I just returned from a retreat for homeschooling moms. God took our simple plans for a refueling, reviving weekend and He blew it out of the water!  The theme was “From Empty to Overflowing”. We talked a lot about allowing the Lord to fill us. Several times we delved into Psalm 23 and listened to what God had to say about His plans to fill us and provide for all of our needs. I learned so much from Him this weekend.

I have to admit that one thing I resent about mothering is the constant serving, constant demands, constant turnover of laundry, dishes, messes, food, etc.  How futile and unappreciated many of my responsibilities seem. I have been praying like crazy for God to fill my heart with joy as I serve at home. I long to be filled with joy no matter how many times I have to clean something, cook something, put something away.

I realized this weekend that my problem is that I want to be filled by the Lord, but I do not want to be emptied out! Each moment that I spend seeking His face and pouring through the pages of His word results in the filling of my “cup”.  God showed me that the reason He fills me is not so that I can stay full.  He does it so that I can be poured out into the lives of others around me. Then I can go back to Him and be filled anew… to be poured out again.

God brought to mind a water wheel, and I thought about how each nook collects water on the lower part of its journey and then pours the water out on the upper part of its journey. The wheel goes around and around, repeating the same actions over and over again. To look at one revolution of the wheel, one would not be impressed with the outcome. However, as it moves through countless cycles, energy is produced. The wheel shows its effectiveness by plodding away, hour after hour, never giving up on its assigned work.

What a picture of motherhood.

I’m asking the Lord to fill me with joy and to remember that the repetitive revolutions of my day are accomplishing the great work that He has called me to:   raising educated, respectful, passionate children that will love Him and go wherever He wants to send them.

So, here I go again….

You never know what the day will hold!! I dropped my daughter off at a club meeting about 11 miles from our house. On the way home, I decided to avoid the terribly congested freeway and take the windy road through Lake Matthews.

As my car approached the section of road that goes up and over the lake, I noticed the car in front of me getting impatient.  She made the mistake of moving a little too far to the right. Suddenly, the dust and gravel on the side of the road got under her tires… and she lost control. Swerving one way, and then the other, her car was facing me in a matter of seconds and I looked her right in the eyes. It was unbelievable! A moment later, she smashed into the half-wall that kept her from plummeting to the bottom of the lake.

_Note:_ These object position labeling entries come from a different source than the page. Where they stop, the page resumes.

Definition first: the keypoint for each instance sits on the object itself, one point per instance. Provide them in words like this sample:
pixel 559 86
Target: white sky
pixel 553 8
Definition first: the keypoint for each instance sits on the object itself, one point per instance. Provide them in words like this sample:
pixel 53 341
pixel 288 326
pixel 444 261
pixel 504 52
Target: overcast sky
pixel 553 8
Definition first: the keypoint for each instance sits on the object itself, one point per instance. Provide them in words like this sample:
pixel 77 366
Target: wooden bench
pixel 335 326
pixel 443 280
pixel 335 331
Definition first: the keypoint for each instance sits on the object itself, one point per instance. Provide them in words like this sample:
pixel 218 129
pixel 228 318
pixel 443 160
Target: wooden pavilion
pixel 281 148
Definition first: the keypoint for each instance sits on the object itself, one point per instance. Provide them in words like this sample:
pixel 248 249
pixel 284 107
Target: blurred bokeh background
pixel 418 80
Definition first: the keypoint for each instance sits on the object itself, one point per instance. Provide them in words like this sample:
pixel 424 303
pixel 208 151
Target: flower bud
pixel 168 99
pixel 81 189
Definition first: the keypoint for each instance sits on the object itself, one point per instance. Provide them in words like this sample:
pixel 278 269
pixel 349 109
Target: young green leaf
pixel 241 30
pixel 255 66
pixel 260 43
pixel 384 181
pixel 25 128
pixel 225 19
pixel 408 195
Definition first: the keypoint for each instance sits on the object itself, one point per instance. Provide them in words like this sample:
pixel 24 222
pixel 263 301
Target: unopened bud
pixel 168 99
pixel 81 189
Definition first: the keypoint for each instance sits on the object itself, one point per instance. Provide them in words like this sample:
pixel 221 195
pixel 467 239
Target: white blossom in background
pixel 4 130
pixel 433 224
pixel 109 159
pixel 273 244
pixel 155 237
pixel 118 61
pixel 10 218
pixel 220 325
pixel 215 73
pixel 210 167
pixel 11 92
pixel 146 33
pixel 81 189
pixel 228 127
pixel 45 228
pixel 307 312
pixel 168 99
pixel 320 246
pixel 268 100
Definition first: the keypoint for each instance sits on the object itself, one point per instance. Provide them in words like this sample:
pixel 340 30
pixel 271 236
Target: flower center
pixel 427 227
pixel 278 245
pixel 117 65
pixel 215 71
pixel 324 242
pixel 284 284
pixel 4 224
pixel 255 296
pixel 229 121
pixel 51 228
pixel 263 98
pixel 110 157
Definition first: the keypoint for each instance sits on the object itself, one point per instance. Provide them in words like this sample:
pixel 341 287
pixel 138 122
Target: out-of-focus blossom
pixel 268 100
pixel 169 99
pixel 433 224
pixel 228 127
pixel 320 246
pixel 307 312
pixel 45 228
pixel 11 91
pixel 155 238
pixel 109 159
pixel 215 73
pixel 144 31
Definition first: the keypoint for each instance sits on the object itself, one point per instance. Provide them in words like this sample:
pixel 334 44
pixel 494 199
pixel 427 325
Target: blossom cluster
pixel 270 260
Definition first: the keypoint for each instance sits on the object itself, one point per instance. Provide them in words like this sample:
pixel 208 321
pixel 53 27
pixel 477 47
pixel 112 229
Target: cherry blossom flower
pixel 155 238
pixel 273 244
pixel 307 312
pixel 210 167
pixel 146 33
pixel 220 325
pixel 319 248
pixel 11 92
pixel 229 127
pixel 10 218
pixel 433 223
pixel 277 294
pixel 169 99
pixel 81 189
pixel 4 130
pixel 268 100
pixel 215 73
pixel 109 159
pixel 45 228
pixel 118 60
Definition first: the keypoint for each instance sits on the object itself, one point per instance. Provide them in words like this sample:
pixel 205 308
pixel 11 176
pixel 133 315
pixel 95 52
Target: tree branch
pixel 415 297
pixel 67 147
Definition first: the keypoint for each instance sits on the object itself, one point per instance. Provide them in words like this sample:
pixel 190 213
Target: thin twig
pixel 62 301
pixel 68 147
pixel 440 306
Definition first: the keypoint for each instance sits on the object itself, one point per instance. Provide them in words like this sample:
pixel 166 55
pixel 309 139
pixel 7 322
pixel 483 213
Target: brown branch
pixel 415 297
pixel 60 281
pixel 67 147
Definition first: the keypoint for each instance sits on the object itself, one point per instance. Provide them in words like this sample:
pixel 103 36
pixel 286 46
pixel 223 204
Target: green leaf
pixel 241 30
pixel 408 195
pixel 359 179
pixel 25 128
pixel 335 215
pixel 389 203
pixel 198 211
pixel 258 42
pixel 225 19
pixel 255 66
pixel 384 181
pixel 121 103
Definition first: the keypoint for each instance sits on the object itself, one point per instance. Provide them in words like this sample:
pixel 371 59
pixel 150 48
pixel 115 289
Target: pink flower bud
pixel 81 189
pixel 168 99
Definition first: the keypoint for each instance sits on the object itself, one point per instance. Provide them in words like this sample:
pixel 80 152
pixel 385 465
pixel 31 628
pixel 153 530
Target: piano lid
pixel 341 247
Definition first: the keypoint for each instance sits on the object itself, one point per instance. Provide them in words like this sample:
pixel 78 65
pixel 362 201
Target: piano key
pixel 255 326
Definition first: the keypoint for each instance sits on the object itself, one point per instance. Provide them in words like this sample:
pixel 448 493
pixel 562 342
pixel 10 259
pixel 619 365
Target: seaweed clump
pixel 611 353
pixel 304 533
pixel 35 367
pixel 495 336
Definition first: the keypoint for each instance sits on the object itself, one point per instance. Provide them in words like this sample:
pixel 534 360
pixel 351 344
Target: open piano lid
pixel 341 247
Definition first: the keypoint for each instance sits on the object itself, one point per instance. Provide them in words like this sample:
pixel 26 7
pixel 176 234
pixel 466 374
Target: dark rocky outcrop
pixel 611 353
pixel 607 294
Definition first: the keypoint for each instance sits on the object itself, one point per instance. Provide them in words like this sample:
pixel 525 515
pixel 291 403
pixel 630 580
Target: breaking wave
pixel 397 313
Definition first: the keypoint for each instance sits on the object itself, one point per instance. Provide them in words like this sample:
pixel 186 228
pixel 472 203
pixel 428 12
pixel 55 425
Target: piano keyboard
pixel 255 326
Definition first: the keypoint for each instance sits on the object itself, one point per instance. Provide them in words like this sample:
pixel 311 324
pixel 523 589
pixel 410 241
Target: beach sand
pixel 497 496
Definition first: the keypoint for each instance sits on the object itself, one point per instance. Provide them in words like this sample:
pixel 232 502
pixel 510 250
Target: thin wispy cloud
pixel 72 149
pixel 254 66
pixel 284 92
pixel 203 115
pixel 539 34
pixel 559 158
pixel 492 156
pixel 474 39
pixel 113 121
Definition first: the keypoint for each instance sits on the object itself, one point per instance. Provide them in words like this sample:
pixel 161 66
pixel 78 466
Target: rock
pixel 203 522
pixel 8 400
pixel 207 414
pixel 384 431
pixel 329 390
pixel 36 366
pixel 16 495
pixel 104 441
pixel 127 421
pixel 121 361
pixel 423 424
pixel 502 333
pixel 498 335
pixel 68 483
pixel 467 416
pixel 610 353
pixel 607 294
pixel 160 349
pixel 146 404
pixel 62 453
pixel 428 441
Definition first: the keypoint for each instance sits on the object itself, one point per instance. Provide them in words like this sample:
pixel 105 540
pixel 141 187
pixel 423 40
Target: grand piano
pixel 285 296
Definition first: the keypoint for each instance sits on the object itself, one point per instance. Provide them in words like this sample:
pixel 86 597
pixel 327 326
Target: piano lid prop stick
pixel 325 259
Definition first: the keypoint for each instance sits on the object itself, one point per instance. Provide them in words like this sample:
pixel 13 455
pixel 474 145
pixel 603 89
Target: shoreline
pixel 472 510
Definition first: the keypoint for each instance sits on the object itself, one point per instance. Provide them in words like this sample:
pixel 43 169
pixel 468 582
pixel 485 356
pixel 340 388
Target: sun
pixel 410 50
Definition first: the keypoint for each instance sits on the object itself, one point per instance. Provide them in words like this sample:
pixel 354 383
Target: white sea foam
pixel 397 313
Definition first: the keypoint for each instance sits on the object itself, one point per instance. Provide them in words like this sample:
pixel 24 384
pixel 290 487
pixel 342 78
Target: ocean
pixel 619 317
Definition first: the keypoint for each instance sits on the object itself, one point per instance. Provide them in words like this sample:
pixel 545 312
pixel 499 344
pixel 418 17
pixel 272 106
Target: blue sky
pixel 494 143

I was so shaken! Half thrilled that my car did not get sucked into that destructive vortex… and half panicked about the condition this woman would be in when I approached her car. Thankfully, several people stopped and someone helped the injured driver step out of her car.

So thankful. So grateful to have averted disaster.

Now that I am home… this crash has me thinking and praying. And a little ticked.

I am so tired of watching people in my life spin out. Swerve across the lanes of their lives. Crash into the wall and hurt other people. I am stinking mad at the enemy who lives to destroy families, isolate people, and break hearts.

I’m seeing marriage after marriage end. I’m watching good people try to do what’s right and hurt others in the process. I’m witnessing relationship after relationship implode as miscommunication and hurt feelings run rampant.

Meanwhile, I’m just trying to keep my own life on track. Trying to avoid crashing into the wall that I see others smashing into. Life is not easy! Relationships take more work than anything else in life.

I am far from perfect. My marriage is miles from where I’d like it to be. I yell at my kids. Mess up the finances from time to time. Look my failures in the face daily. But one thing I can say….

I AM NOT GIVING UP.

After today’s experience, I am even more convinced that I have everything to lose if I do not let Jesus take the wheel and lead me on this road of life. I’m letting go so He can have control.

“Mom, did you feel that?!?!”

We were sitting in the car on Magnolia Avenue as it extends over the 15 freeway in Corona.

“Why are we shaking?!?!”

I explained to her that the steel and concrete bridge was built to be flexible. It was made to withstand the ebb and flow of traffic, the pressure of large multi-ton vehicles, and the rumblings of earthquakes. The bridge was made to flex and absorb shock rather than resist it.

I went on to tell her that if the bridge was built to be stiff,  sturdy and strong… it would crumble under pressure and wear. Because it can flex, the structure will last a long, long time.

Immediately I knew that God was speaking to my heart.

Be flexible. When you are stubborn, holding onto things, bracing yourself for pain or loss… then you will crumble under the pressure. The worries and stresses of life and its constant changes will wear you down.

Let Me lead. Let Me choose. The words flooded my heart. Let Me guide you along the path that I have chosen for you. Let go of the ideas and expectations that you have. Send them up to Me in prayer, and then release them. Let flexibility and trust rule your heart so that it will not break so easily. How can you hold onto My hand when both hands are grasping onto the things that you think you can’t live without?

Change me, Lord! Cause me to bend and yield to Your will. Let me find joy in all of the ways that You are working in me today.